The gap narrowed fast
A year ago, “looking inside” a large language model mostly meant inspecting attention maps or probing hidden states. Useful sometimes, but not the same as understanding the model’s internal computation.
That changed in 2024 and 2025. Three developments matter:
| Lab | What they did | Scale | Source |
|---|---|---|---|
| Anthropic | Extracted interpretable features from Claude 3 Sonnet using sparse autoencoders | 34M features, 65%+ variance explained, fewer than 300 active features per token | Scaling Monosemanticity |
| Anthropic | Published “Mapping the Mind of a Large Language Model” with causal steering experiments | Millions of concepts identified, including the Golden Gate Bridge feature | Anthropic Research |
| DeepMind | Released Gemma Scope: 400+ sparse autoencoders for Gemma 2, 30M+ learned features | ~15% of Gemma 2 9B training compute used for interpretability, 20 PiB of activations stored | Gemma Scope Blog |
Mechanistic interpretability is no longer just an academic curiosity. It is becoming a practical tool.
How it works
The core question: what internal variables, circuits, and computations cause the model to do what it does?
Two hypotheses drive the field:
| Hypothesis | What it means |
|---|---|
| Linear representation | Concepts are directions in activation space |
| Superposition | Models store more features than dimensions by overlapping them in nearly orthogonal directions |
Source: Anthropic, Scaling Monosemanticity
That is why a single neuron does not equal one concept. A neuron participates in many concepts. A concept is spread across many neurons.
Sparse autoencoders (SAEs) solve this by decomposing activation vectors into a larger dictionary of learned features with a sparsity constraint, so only a few activate at once. DeepMind’s Gemma Scope used a JumpReLU SAE architecture trained at every layer and sublayer of Gemma 2.
What we actually found
Not just syntax. Real semantic structure.
Anthropic’s features from Claude 3 Sonnet include:
| Feature category | Examples |
|---|---|
| Entities | Cities, people, atomic elements, scientific fields |
| Code | Programming syntax, bugs, code backdoors |
| Safety | Deception, sycophancy, bias, dangerous content, scam emails |
| Multilingual | Golden Gate Bridge fires on English, Japanese, Chinese, Greek, Vietnamese, Russian, and images |
Source: Anthropic Research
The Golden Gate Bridge feature is especially clear. Anthropic found a local neighborhood including Alcatraz Island, Ghirardelli Square, the Golden State Warriors, Gavin Newsom, the 1906 earthquake, and Vertigo. That is not a keyword detector. It is a conceptual cluster.

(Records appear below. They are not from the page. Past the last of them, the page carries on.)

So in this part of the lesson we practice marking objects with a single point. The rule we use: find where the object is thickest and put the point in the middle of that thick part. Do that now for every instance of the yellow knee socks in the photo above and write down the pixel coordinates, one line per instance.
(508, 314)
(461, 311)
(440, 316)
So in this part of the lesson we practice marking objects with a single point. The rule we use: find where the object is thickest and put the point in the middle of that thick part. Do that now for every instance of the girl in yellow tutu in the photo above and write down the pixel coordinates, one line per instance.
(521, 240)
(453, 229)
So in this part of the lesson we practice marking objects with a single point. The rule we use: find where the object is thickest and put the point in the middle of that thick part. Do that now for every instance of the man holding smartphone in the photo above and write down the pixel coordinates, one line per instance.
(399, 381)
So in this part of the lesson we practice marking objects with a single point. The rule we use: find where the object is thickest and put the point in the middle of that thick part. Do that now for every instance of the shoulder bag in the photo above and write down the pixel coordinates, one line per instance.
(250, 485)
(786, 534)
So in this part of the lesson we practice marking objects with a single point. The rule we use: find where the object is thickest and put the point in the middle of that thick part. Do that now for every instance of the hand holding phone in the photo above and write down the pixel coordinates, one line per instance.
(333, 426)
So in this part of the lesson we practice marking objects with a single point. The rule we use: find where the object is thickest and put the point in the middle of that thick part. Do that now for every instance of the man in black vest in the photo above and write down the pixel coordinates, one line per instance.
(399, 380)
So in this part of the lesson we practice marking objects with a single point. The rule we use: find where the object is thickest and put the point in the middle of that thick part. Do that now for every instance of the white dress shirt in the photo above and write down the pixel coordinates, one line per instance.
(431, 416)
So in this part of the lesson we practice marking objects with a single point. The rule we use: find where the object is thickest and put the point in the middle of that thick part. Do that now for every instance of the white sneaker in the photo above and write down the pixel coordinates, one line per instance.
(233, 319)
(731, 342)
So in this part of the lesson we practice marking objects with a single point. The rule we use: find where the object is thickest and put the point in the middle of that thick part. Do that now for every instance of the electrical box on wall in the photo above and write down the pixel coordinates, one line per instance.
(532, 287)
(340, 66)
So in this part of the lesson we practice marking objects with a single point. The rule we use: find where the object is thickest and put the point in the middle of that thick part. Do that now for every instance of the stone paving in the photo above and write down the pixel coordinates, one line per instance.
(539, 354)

Critically, these features are causal. Anthropic ran steering experiments that made Claude answer as if it were the Golden Gate Bridge itself.
Why this matters for companies
| Use case | What interpretability enables |
|---|---|
| Auditing | Ask whether a jailbreak feature, toxic content feature, or bias feature exists inside the model. Expose latent capabilities missed by input/output evaluation |
| Debugging | Inspect which features activate on specific failure cases. Trace circuits that cause hallucination or sycophancy on certain inputs |
| Compliance | The EU AI Act creates transparency obligations for certain AI systems. Interpretability provides documentation of known failure modes, internal safety analysis, and model governance artifacts |
Source for compliance framing: EU Commission FAQ on transparent AI systems
Current tools
| Tool | Use case | Source |
|---|---|---|
| TransformerLens | Transformer internals, activation patching, circuits | Research workflows |
| SAE-Vis | Visualizing sparse autoencoder features | Feature inspection |
| Neuronpedia | Feature browser, public SAE demos | Used by DeepMind for Gemma Scope |
What still does not work
| Limitation | Detail |
|---|---|
| Cannot map everything | Anthropic says discovered features are only a small subset. Full mapping would be cost-prohibitive |
| Circuits are still hard | Finding a feature does not explain how it gets used. Representation does not equal mechanism |
| Cross-layer superposition | Features distributed across layers complicate clean decompositions |
| Interpretations can be unstable | A feature can look semantic in one context and fuzzy in another. 2025 NeurIPS work on falsifying SAE explanations shows the community knows this |
| Scaling is expensive | Gemma Scope: 20 PiB of activations, hundreds of billions of SAE parameters |
The right mental model
Mechanistic interpretability cannot yet fully explain general reasoning, prove a model is safe, or replace external evals and red-teaming.
What it can do: identify internal features with meaningful semantic content, show causal influence on behavior, locate circuits involved in specific outputs, and support auditing, debugging, and safety evaluation.
We can now inspect parts of an LLM’s internals with enough fidelity to change how we build, test, and govern AI systems. That is already a meaningful shift.